Al día siguiente, el Señor envió la peste a Israel desde la mañana hasta el tiempo señalado, y murieron setenta mil hombres. Cuando el ángel extendió su mano hacia Jerusalén para asolarla, David dijo al Señor: «¡Soy yo el que ha pecado! ¡Soy yo el culpable! ¿Qué han hecho estas ovejas? Descarga tu mano sobre mí y sobre mi familia».
Palabra de Dios


Salmo Responsorial (Salmo 31)
R/. Perdona, Señor, mi culpa y mi pecado.
* Dichoso aquel que ha sido absuelto de su culpa y a quien le han sepultado su pecado. Dichoso el hombre a quien el Señor no le toma en cuenta su delito y en cuyo espíritu no hay engaño. R/.
* Había pecado, lo reconocí, no te oculté mi culpa; me dije: «Confesaré al Señor mi rebeldía», y tú perdonaste mi culpa y mi pecado. R/.

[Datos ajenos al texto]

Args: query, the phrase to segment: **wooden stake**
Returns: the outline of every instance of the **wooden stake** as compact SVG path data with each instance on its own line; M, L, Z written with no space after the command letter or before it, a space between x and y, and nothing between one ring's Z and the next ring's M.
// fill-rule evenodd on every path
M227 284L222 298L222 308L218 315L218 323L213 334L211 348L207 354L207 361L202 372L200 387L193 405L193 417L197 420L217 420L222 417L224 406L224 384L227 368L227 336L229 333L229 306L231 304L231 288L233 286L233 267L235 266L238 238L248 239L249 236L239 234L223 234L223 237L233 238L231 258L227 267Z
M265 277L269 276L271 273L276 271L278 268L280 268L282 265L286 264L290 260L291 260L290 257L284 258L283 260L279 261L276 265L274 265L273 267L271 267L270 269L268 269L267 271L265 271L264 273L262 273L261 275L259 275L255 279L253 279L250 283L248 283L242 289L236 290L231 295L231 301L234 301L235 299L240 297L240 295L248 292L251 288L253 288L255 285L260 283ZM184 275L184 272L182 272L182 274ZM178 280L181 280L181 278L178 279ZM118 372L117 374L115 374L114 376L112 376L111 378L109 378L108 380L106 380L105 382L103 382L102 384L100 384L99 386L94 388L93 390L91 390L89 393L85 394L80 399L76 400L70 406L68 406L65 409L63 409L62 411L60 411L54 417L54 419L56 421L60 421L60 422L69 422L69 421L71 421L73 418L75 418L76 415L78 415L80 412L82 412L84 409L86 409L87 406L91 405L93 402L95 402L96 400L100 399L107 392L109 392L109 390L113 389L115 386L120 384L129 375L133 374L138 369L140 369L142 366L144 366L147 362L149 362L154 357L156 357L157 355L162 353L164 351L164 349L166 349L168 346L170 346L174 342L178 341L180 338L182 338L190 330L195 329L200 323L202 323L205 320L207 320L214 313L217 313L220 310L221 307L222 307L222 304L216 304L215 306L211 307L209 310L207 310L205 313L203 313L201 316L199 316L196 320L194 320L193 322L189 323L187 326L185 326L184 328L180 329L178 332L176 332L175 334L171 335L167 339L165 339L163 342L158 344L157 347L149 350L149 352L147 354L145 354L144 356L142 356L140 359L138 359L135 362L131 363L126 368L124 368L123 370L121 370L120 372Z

* Por eso, que todo fiel te invoque en el momento de la angustia. Aunque las aguas caudalosas se desborden, no lo alcanzarán. R/.


Evangelio del dia
Lectura del santo evangelio según san Marcos (6, 1-6):
> En aquel tiempo, Jesús fue a su tierra en compañía de sus discípulos. Cuando llegó el sábado, empezó a enseñar en la sinagoga; la multitud que lo oía se preguntaba asombrada: «¿De dónde saca todo eso? ¿Qué sabiduría es esa que le han enseñado? ¿Y esos milagros de sus manos? ¿No es este el carpintero, el hijo de María, hermano de Santiago y José y Judas y Simón? ¿Y sus hermanas no viven con nosotros aquí?».
> Y esto les resultaba escandaloso. Jesús les decía: «No desprecian a un profeta más que en su tierra, entre sus parientes y en su casa». No pudo hacer allí ningún milagro, solo curó algunos enfermos imponiéndoles las manos. Y se extrañó de su falta de fe.